Did you know that most dogs are returned/given up within the first few months of their adoption. And, when it comes to the calendar, the month of March is the worst of all. Yes, three short months after all those heart-melting Christmas decisions, the teenage versions of same dogs and cats are brought back in numbers. The reasons are typically the same, ranging from "we are just too busy" to "our kid wouldn't walk/feed/clean up.” All in all, what was the peak of novelty has become a burden, a chore. Luckily, with time, rescues do find all these returnees new homes,  but at a heavy price to regular dogs who happen to find themselves in shelters at the same time. And by regular I mean, a Chihuahua picked up after getting lost and not claimed by its family or a Labrador Retriever, whose heartbroken owner had to suddenly give it up because of deployment. Overfull rescues can't take them in that week/month, so with the adoptions at their lowest, these dogs...perish. If your heart is set on getting a pet this holiday season, please ask yourself what reasons would make you return it. This short pondering will save a life.

When it comes to reasons for give up, being a dog with medical condition is not too favorable either. HART often sees emotionally overwhelmed families asking it to take their animals after vet bills have become so astronomical surrendering dog/cat to the rescue (with its own vet arrangements) is the last resort.

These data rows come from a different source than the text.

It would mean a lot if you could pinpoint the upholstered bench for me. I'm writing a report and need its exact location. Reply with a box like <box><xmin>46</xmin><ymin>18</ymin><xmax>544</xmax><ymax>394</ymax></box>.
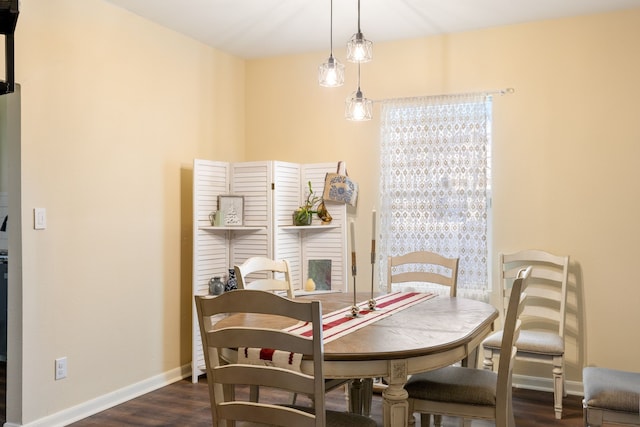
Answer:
<box><xmin>582</xmin><ymin>367</ymin><xmax>640</xmax><ymax>427</ymax></box>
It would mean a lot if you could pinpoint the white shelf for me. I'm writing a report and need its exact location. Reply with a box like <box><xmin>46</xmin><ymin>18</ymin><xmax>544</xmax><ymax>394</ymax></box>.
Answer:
<box><xmin>280</xmin><ymin>224</ymin><xmax>339</xmax><ymax>230</ymax></box>
<box><xmin>198</xmin><ymin>225</ymin><xmax>267</xmax><ymax>231</ymax></box>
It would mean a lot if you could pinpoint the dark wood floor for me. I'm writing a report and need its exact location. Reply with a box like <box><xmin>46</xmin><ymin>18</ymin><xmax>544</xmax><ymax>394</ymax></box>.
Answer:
<box><xmin>71</xmin><ymin>378</ymin><xmax>584</xmax><ymax>427</ymax></box>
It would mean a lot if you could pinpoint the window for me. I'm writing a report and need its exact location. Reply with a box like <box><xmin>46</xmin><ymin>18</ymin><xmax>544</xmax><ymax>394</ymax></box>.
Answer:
<box><xmin>378</xmin><ymin>95</ymin><xmax>491</xmax><ymax>300</ymax></box>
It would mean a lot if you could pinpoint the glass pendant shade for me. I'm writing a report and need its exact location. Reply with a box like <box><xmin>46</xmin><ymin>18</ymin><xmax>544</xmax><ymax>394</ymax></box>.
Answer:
<box><xmin>344</xmin><ymin>88</ymin><xmax>373</xmax><ymax>122</ymax></box>
<box><xmin>347</xmin><ymin>32</ymin><xmax>373</xmax><ymax>63</ymax></box>
<box><xmin>318</xmin><ymin>55</ymin><xmax>344</xmax><ymax>87</ymax></box>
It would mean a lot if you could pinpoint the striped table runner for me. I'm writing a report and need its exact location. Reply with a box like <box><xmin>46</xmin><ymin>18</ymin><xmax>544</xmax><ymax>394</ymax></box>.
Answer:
<box><xmin>285</xmin><ymin>292</ymin><xmax>435</xmax><ymax>344</ymax></box>
<box><xmin>238</xmin><ymin>292</ymin><xmax>435</xmax><ymax>371</ymax></box>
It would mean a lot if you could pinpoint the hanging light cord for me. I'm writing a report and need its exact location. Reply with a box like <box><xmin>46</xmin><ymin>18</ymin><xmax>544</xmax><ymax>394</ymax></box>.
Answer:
<box><xmin>329</xmin><ymin>0</ymin><xmax>333</xmax><ymax>57</ymax></box>
<box><xmin>358</xmin><ymin>0</ymin><xmax>362</xmax><ymax>34</ymax></box>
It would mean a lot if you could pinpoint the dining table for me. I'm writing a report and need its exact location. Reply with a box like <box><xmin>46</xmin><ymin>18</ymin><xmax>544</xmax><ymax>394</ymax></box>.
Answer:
<box><xmin>218</xmin><ymin>292</ymin><xmax>498</xmax><ymax>427</ymax></box>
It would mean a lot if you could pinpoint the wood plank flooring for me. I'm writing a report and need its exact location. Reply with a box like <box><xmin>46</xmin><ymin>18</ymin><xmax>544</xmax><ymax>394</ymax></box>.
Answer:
<box><xmin>71</xmin><ymin>377</ymin><xmax>584</xmax><ymax>427</ymax></box>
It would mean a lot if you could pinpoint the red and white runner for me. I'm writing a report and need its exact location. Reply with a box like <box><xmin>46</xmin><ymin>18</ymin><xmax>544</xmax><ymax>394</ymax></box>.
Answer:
<box><xmin>238</xmin><ymin>292</ymin><xmax>435</xmax><ymax>371</ymax></box>
<box><xmin>285</xmin><ymin>292</ymin><xmax>435</xmax><ymax>344</ymax></box>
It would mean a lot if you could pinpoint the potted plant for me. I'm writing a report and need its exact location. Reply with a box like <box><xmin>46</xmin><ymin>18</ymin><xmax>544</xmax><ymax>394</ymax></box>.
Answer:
<box><xmin>293</xmin><ymin>181</ymin><xmax>321</xmax><ymax>225</ymax></box>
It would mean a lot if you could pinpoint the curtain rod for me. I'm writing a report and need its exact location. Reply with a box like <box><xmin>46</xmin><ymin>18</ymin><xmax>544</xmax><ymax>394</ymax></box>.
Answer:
<box><xmin>373</xmin><ymin>87</ymin><xmax>516</xmax><ymax>102</ymax></box>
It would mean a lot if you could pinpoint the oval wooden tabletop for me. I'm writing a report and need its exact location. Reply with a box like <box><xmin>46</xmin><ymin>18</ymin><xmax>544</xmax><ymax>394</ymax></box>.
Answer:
<box><xmin>216</xmin><ymin>293</ymin><xmax>498</xmax><ymax>361</ymax></box>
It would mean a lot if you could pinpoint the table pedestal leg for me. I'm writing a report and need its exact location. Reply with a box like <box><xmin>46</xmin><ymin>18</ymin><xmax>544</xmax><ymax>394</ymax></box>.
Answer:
<box><xmin>349</xmin><ymin>378</ymin><xmax>362</xmax><ymax>415</ymax></box>
<box><xmin>382</xmin><ymin>360</ymin><xmax>409</xmax><ymax>427</ymax></box>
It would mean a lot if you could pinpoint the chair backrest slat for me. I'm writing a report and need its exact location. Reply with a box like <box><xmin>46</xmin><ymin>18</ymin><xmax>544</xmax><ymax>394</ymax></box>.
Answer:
<box><xmin>500</xmin><ymin>249</ymin><xmax>569</xmax><ymax>337</ymax></box>
<box><xmin>233</xmin><ymin>257</ymin><xmax>294</xmax><ymax>298</ymax></box>
<box><xmin>387</xmin><ymin>251</ymin><xmax>459</xmax><ymax>296</ymax></box>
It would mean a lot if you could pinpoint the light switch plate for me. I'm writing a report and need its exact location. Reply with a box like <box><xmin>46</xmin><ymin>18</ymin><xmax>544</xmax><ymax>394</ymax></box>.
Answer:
<box><xmin>33</xmin><ymin>208</ymin><xmax>47</xmax><ymax>230</ymax></box>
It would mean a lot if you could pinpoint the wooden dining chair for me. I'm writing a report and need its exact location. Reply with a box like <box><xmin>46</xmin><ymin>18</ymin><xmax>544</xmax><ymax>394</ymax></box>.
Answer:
<box><xmin>482</xmin><ymin>250</ymin><xmax>569</xmax><ymax>419</ymax></box>
<box><xmin>404</xmin><ymin>268</ymin><xmax>531</xmax><ymax>427</ymax></box>
<box><xmin>361</xmin><ymin>251</ymin><xmax>460</xmax><ymax>415</ymax></box>
<box><xmin>233</xmin><ymin>257</ymin><xmax>294</xmax><ymax>298</ymax></box>
<box><xmin>387</xmin><ymin>251</ymin><xmax>459</xmax><ymax>297</ymax></box>
<box><xmin>195</xmin><ymin>290</ymin><xmax>376</xmax><ymax>427</ymax></box>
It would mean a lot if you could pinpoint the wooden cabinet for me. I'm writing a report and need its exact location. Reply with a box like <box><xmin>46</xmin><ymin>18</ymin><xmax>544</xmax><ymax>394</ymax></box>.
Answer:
<box><xmin>192</xmin><ymin>159</ymin><xmax>348</xmax><ymax>381</ymax></box>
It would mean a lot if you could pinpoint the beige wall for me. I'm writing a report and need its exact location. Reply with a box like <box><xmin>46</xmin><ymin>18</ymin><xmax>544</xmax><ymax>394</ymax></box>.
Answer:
<box><xmin>9</xmin><ymin>0</ymin><xmax>640</xmax><ymax>424</ymax></box>
<box><xmin>246</xmin><ymin>9</ymin><xmax>640</xmax><ymax>392</ymax></box>
<box><xmin>9</xmin><ymin>0</ymin><xmax>245</xmax><ymax>425</ymax></box>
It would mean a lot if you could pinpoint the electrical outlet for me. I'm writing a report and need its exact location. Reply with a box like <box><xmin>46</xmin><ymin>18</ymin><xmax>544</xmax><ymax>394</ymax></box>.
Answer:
<box><xmin>56</xmin><ymin>357</ymin><xmax>67</xmax><ymax>381</ymax></box>
<box><xmin>33</xmin><ymin>208</ymin><xmax>47</xmax><ymax>230</ymax></box>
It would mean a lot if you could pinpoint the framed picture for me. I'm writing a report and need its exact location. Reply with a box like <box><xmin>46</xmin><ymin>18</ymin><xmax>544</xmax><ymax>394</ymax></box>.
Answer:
<box><xmin>309</xmin><ymin>259</ymin><xmax>331</xmax><ymax>291</ymax></box>
<box><xmin>218</xmin><ymin>194</ymin><xmax>244</xmax><ymax>227</ymax></box>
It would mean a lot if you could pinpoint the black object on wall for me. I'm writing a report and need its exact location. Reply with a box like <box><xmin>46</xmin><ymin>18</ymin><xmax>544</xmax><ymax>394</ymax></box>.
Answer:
<box><xmin>0</xmin><ymin>0</ymin><xmax>19</xmax><ymax>95</ymax></box>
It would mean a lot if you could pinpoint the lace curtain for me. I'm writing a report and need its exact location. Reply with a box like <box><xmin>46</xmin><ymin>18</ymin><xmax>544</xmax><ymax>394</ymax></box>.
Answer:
<box><xmin>377</xmin><ymin>94</ymin><xmax>491</xmax><ymax>300</ymax></box>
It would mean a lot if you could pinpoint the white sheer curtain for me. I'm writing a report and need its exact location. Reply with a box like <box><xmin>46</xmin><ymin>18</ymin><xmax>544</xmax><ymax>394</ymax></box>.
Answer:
<box><xmin>377</xmin><ymin>94</ymin><xmax>491</xmax><ymax>300</ymax></box>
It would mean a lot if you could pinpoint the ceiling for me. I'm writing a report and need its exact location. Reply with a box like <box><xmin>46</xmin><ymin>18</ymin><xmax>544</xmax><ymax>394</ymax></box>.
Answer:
<box><xmin>106</xmin><ymin>0</ymin><xmax>640</xmax><ymax>59</ymax></box>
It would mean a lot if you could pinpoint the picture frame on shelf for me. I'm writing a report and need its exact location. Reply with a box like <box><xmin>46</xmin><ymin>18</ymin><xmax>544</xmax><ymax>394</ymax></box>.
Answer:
<box><xmin>218</xmin><ymin>194</ymin><xmax>244</xmax><ymax>227</ymax></box>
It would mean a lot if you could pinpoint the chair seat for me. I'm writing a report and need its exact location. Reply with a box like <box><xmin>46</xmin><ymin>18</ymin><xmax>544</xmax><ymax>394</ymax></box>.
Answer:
<box><xmin>582</xmin><ymin>367</ymin><xmax>640</xmax><ymax>414</ymax></box>
<box><xmin>404</xmin><ymin>366</ymin><xmax>497</xmax><ymax>406</ymax></box>
<box><xmin>482</xmin><ymin>330</ymin><xmax>564</xmax><ymax>356</ymax></box>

Death in the family is another reason the dogs are let go. Earlier, I wrote about Tobe, the Spaniel mix, who found himself passed from one family member to the other until he found me. His owner wouldn't have dreamed of giving him up, but after she passed away of a terminal illness, Tobe was left in the care of her son, who after months of trying to find him a home finally brought it to HART.

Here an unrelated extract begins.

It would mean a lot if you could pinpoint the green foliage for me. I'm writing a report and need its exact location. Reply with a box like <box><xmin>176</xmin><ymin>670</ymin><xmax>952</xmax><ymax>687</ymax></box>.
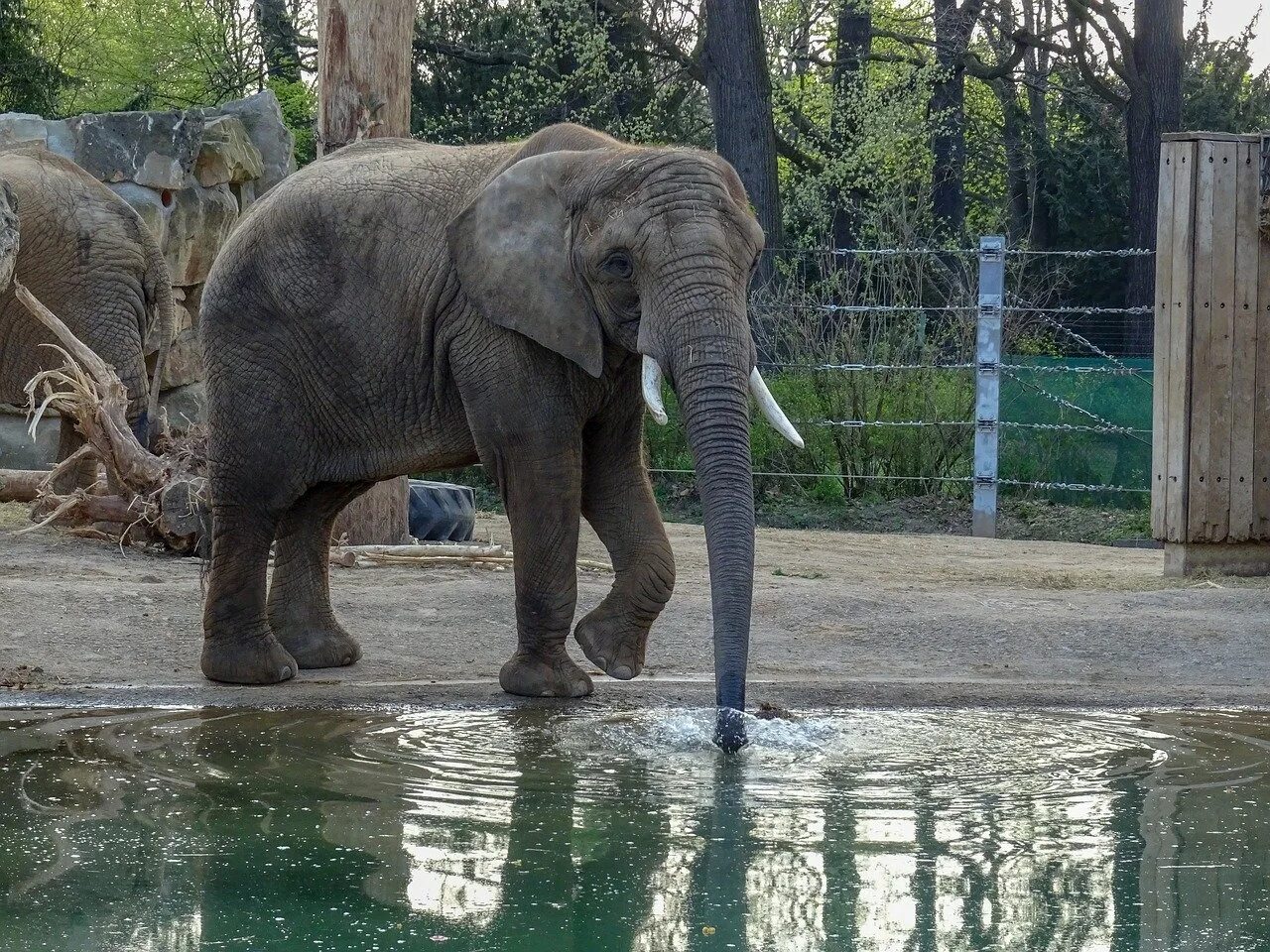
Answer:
<box><xmin>266</xmin><ymin>80</ymin><xmax>318</xmax><ymax>167</ymax></box>
<box><xmin>412</xmin><ymin>0</ymin><xmax>710</xmax><ymax>146</ymax></box>
<box><xmin>0</xmin><ymin>0</ymin><xmax>69</xmax><ymax>114</ymax></box>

True, Tobe might be a grumpy old gentleman, but surrendered dogs end up so because they are not housebroken or they growl.  Aside from serious aggression issues, people simply prefer not to invest in a trainer to fix either issue, instead choosing to drop it at the shelter, hoping for the best. Some don't even do that. Letting dogs "out into the wild” or offering them “free to a good home” on Craigslist have become popular options, until people realize that most "outdoor" dogs get picked up by Animal Control and possibly later destroyed or get hit by a car. And, those nice people on Craigslist were looking for nothing more than a "bait" or "training" dog for their "champion" dog-fighting killer. Is that the end you wish for the animal you are trying to rehome? I sincerely think not.

Then, there are special cases. Three years ago, I fostered two nine month old poodle puppies, who were left behind in a foreclosed property as part of that family’s plan "to stick" it to their mortgage lender, Bank of America. If not for the pups’ whining and the overly concerned neighbor, the bank would have had the grim task of finding two innocent bodies while taking over the property weeks later. What's especially devastating is that newspapers are filled with tales of countless older dogs, in the same situation, left to slowly waste away of thirst and hunger, while faithfully waiting by front doors. They die quietly, still guarding their homes and not disturbing any neighbors.

Life is a complicated thing and there are as many reasons for leaving an animal behind, many of which I sympathize with, but there are others, that...Well, you be the judge. Below are the real reasons people gave up dogs as experienced by me and some fellow fosters:
  • We got a fancy refrigerator/TV instead;
  • We changed our furniture to all-white and the dog just doesn't match the new color scheme anymore;
  • The dog is too affectionate, it stalks me around the house;
  • We got the cat for our child, who is now in college. We don't want it;
  • The dog started growling at the kids after we instituted "socialization" hour with the dog confined to its crate;
  • This 5 lbs Chihuahua viciously attacked all three of our 20 lbs cats;
  • The dog is just too shy. Three trainers later and she is still not outgoing enough for our family;
  • He wags his tail too vigorously. The other day, he knocked a family heirloom off the coffee table. He has to go;
  • We really enjoyed him as a puppy, but he's just too old. 17 years is plenty, have someone else look after him now.
My new foster is luckier than that. I know full well that despite her shyness, little Pistachio will find her new forever home, at which point, losing her first family will seem like a blessing in disguise, but if you're thinking of giving up a dog or a cat, please consider if your reason/s can be fixed through a bit more research or action. And, if not, please, please don't take it to the nearest kill pound/shelter. Overpopulation at those kills over 4 million lives each year. Call your vet (they are better connected than you think) or go on to find a local rescue organization to take it in. Your pet deserves a chance at life.